西来寺は「せいらいじ」と読み、天台真盛宗の別格本山としての由緒をいただいています。天台真盛宗は、宗祖を室町時代中期の天台僧・真盛上人(1443-95)に仰ぎ、総本山は大津市坂本(比叡山・横川の麓)にある西教寺で、私どもの西来寺は宗祖真盛上人が伊勢の地に来られ、安濃津にて初めてご説法なされてより、そこに不断念仏道場が建立されたのを開基としています。それは、延徳2年(1490)4月13日、上人48歳の時でした。

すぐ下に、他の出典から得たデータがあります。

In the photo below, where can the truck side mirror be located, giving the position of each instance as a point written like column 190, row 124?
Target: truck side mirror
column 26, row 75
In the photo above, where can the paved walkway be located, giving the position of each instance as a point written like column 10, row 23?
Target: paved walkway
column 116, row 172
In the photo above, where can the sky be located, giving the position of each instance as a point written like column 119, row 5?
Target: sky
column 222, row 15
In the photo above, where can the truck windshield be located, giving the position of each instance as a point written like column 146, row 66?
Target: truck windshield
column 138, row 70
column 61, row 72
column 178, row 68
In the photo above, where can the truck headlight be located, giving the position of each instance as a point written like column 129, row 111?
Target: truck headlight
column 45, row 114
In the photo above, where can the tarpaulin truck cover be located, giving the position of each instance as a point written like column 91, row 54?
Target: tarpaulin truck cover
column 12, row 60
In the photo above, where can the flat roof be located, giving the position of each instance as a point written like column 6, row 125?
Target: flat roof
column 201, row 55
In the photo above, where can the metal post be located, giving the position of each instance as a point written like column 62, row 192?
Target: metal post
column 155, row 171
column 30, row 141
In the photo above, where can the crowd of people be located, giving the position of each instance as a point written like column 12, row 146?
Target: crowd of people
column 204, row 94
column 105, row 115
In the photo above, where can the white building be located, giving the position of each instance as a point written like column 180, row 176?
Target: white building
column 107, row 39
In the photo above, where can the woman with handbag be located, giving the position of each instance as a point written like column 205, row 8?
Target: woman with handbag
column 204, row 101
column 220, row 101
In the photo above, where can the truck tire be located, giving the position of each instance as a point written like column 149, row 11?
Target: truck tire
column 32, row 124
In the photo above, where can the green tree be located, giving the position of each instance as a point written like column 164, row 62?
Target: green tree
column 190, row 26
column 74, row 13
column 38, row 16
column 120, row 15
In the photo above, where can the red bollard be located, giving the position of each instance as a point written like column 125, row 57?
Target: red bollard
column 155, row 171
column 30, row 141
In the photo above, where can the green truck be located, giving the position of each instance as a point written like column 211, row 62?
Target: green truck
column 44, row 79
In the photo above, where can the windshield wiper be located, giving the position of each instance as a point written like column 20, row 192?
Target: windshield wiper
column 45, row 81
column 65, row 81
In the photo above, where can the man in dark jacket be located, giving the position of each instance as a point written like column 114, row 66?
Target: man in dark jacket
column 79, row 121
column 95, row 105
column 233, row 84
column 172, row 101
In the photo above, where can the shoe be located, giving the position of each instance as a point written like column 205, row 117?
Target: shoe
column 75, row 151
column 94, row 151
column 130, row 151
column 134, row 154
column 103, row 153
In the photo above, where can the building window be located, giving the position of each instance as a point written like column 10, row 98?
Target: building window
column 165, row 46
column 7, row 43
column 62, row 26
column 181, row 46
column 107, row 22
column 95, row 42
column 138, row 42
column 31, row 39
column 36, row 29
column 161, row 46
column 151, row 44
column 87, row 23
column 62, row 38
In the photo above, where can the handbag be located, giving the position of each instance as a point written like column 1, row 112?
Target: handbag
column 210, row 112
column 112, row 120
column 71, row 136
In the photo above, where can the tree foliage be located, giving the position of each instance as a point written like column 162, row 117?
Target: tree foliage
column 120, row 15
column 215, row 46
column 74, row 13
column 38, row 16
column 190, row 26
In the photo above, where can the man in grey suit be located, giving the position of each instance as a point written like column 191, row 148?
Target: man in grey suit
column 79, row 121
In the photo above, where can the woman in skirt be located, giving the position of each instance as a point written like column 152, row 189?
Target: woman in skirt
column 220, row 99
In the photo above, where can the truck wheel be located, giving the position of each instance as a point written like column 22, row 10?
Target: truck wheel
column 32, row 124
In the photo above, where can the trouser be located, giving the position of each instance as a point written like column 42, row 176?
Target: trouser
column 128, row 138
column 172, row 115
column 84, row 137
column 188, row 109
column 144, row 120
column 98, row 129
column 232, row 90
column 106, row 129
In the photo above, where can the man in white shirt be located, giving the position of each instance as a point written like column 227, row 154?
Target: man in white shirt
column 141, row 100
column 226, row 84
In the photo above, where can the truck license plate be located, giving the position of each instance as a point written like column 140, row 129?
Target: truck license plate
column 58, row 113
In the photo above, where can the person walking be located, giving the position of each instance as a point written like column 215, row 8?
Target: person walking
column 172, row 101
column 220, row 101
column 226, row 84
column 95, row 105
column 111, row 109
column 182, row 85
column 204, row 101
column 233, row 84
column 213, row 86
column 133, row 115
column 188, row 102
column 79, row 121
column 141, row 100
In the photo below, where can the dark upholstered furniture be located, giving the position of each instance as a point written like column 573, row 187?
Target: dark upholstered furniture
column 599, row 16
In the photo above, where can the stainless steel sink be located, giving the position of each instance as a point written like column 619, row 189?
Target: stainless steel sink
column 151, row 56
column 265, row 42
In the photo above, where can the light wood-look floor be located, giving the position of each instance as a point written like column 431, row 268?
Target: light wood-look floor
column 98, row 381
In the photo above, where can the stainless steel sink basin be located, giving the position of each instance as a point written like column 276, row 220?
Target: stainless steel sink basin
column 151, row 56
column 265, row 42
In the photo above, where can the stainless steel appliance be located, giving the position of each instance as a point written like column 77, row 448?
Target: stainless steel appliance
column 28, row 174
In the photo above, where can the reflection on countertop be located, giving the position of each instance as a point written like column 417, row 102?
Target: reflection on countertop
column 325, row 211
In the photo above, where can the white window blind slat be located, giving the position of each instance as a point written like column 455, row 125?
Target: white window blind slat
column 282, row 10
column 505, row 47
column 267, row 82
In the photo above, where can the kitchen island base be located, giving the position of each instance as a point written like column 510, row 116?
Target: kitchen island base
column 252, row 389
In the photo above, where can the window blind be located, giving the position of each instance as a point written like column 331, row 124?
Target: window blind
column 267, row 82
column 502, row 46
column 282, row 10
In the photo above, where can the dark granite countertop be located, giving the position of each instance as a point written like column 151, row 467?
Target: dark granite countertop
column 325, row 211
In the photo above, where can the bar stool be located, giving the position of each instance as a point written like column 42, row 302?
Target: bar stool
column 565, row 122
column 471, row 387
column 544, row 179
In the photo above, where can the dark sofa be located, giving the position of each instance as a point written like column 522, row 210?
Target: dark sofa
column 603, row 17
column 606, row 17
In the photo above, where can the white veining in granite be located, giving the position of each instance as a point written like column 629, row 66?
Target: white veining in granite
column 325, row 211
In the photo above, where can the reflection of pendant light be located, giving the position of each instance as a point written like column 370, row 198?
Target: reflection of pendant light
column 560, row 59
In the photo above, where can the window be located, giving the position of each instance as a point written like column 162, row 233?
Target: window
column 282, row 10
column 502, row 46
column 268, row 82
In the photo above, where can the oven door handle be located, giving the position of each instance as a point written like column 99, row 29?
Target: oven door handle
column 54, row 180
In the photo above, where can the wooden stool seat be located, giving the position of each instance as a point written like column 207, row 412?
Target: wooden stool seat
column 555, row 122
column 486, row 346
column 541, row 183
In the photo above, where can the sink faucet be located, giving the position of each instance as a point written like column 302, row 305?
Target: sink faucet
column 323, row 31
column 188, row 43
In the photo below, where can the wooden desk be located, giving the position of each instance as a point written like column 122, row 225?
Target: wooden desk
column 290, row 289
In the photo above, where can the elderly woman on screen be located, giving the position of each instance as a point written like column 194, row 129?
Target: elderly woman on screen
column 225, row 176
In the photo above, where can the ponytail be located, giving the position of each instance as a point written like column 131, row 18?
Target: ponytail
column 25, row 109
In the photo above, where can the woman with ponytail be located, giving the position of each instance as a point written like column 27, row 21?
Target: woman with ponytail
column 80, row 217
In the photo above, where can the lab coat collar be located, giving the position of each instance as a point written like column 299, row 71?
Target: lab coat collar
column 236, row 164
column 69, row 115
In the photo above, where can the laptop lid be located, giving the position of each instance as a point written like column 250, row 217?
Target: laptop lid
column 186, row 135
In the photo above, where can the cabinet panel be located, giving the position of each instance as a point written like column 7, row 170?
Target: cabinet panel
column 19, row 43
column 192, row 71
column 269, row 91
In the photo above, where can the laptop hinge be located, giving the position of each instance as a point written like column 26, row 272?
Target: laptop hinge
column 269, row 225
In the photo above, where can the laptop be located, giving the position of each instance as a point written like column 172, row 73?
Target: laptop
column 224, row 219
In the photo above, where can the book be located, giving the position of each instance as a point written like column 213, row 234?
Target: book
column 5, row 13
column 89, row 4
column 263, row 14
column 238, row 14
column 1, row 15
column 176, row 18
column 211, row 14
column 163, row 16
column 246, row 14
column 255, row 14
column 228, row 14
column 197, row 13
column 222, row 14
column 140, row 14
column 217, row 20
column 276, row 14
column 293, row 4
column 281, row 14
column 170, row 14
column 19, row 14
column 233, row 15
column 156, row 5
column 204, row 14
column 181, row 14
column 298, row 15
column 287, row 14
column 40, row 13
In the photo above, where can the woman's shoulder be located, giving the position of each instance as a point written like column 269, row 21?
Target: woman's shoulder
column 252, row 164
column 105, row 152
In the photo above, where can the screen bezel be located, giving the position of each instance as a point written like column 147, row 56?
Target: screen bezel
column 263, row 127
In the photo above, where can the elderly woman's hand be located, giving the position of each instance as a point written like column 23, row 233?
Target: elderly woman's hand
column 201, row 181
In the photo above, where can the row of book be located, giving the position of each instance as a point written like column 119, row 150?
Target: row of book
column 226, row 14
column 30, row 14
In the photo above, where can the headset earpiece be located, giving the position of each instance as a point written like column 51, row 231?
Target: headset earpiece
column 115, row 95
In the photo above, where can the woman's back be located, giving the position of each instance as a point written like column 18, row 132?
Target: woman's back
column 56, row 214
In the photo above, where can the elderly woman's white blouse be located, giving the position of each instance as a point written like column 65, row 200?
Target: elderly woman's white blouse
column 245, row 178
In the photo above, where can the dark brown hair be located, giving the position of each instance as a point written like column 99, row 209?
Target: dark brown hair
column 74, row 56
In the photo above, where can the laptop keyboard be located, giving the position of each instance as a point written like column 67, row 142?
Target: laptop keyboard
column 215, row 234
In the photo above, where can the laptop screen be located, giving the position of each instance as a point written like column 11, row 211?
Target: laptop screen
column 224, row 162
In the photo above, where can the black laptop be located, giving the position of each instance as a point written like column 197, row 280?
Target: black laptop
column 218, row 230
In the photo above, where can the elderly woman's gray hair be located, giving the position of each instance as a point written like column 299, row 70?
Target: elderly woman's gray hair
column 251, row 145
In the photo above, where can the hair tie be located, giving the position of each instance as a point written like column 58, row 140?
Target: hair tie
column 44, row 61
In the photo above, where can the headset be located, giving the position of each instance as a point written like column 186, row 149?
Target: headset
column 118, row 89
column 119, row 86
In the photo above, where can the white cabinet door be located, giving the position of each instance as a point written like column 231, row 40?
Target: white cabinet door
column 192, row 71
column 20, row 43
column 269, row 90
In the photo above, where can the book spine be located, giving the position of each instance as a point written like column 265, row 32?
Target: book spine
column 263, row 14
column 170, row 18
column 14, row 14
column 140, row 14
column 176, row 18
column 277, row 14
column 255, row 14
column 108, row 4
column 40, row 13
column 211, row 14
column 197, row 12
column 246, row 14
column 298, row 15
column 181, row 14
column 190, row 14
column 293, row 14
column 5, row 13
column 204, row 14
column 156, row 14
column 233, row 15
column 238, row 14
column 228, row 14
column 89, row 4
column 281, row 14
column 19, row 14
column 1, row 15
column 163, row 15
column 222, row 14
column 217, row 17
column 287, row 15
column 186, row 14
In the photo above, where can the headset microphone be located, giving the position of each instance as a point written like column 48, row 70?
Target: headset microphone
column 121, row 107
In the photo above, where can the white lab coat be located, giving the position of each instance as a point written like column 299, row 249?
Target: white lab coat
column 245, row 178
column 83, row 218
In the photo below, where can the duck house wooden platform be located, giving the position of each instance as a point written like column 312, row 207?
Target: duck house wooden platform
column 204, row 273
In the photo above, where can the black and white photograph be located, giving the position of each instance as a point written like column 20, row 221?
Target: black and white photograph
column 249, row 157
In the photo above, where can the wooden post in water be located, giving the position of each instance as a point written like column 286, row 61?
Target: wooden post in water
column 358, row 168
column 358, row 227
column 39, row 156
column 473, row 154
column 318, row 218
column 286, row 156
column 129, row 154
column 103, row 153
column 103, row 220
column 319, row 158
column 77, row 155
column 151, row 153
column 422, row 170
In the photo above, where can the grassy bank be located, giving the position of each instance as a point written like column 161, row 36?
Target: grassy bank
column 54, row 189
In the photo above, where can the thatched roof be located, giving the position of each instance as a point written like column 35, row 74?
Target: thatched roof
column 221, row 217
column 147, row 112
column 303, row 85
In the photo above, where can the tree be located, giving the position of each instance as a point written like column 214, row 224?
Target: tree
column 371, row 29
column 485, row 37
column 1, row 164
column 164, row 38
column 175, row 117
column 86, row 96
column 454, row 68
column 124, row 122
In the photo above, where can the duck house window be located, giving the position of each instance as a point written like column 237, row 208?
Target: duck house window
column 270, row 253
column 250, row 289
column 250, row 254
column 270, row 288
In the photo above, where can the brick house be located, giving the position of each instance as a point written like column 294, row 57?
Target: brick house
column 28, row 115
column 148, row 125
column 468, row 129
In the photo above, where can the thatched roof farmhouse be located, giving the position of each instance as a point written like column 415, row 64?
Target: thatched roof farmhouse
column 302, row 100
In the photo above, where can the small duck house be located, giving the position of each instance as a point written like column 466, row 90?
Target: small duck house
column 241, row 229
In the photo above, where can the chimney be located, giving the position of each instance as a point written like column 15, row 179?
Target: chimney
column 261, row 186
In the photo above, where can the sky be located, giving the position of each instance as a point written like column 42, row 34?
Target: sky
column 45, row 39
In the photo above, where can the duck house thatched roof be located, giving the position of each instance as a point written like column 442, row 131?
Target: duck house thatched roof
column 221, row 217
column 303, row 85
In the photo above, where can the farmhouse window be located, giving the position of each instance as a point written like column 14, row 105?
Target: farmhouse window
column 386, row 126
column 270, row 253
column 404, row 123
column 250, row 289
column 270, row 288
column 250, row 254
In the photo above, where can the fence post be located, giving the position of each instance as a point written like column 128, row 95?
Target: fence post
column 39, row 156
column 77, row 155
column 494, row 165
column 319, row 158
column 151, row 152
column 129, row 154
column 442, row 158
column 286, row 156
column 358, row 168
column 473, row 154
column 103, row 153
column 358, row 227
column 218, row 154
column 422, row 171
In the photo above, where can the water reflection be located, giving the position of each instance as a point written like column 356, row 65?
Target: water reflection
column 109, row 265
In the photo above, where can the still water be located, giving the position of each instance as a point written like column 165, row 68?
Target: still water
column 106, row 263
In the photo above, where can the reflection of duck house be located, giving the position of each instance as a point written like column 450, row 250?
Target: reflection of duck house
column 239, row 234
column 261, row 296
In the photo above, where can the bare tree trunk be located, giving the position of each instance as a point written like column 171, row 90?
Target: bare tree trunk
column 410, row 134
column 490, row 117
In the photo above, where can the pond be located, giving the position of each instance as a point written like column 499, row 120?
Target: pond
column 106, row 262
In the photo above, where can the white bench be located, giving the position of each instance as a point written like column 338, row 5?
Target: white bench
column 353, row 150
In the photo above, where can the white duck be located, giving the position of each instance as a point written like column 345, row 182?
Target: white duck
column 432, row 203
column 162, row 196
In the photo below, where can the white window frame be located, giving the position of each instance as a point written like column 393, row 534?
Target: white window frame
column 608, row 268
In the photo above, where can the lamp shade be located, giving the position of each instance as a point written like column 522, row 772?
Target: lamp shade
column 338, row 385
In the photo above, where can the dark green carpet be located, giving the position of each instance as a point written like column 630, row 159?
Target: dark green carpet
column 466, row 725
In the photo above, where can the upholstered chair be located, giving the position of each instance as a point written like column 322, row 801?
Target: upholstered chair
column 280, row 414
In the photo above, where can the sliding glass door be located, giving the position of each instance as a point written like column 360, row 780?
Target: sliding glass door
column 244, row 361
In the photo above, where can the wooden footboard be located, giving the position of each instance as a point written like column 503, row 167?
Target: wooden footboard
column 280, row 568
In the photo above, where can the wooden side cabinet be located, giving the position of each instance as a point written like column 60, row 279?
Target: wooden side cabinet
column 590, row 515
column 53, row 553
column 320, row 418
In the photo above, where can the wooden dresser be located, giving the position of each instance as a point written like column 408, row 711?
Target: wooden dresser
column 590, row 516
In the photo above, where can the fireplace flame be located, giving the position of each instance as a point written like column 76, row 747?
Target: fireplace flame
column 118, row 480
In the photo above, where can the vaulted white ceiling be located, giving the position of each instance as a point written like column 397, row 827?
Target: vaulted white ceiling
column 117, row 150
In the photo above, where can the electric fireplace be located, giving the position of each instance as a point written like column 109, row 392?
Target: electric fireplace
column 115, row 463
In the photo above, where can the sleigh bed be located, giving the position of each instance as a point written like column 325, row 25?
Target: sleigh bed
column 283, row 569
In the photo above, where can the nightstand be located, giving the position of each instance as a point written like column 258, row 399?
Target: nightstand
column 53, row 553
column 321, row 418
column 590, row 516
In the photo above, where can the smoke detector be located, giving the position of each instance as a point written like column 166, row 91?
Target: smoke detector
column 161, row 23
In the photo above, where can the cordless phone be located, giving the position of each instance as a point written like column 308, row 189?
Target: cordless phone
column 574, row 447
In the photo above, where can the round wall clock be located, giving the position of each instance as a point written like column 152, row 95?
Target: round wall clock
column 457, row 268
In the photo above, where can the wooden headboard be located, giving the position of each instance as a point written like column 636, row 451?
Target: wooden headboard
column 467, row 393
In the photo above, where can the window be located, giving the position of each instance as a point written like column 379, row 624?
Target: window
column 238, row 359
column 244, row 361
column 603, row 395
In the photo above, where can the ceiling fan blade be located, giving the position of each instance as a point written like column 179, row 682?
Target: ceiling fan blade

西来寺の、拠り所とする根本の経典は、法華経であり、本堂のご本尊は阿弥陀如来です。「朝法華夕念仏」が天台宗の基本的なお勤めの仕方であると言われますように、「法華経を読んで念仏を唱えて廻向する」のが、日課のお勤めであり、基本的なお勤めの仕方です。年中のもっとも大きな行事は、5月11日12日13日の3日間に勤められる「法華経千部会」です。末寺は百数十ヶ寺ありますので、沢山の僧侶方にお出で願い、法華経8巻(開・結を合わせて10巻)を読み上げ、檀信徒とお詣りの方々の守護を願い、先祖の永代供養をいたします。
毎月の行事は8日の午後に行われる「円頓戒」です。これは、天台宗の菩薩戒を学ぶ法要で、宗祖真盛上人の教えが「菩薩戒を学び念仏を称える」ことを宗旨とするのに依っています。やさしく言えば、「月の8日に仏様を拝み、仏様の教えを学んで、心身を尊く養う」ことをめざしています。円頓戒を毎月行うのは、西来寺の大きな特色です。
西来寺での私たちの日課は、不断念仏を志しています。これは、真盛上人がここを不断念仏道場とされたことによります。それで西来寺では、ことあるごとにお詣りの方々に「お十念」をお授けします。これは、阿弥陀仏の第十八願(ご本願)にもとづいて、わが身に仏様の明るい光を灯して、その光に護られて明るく健全な日々をおくることを期するものです。
西来寺は、末寺と檀家を擁していますが、津市の街中にあって、どなたにでも親しくお詣りして下さることを願っています。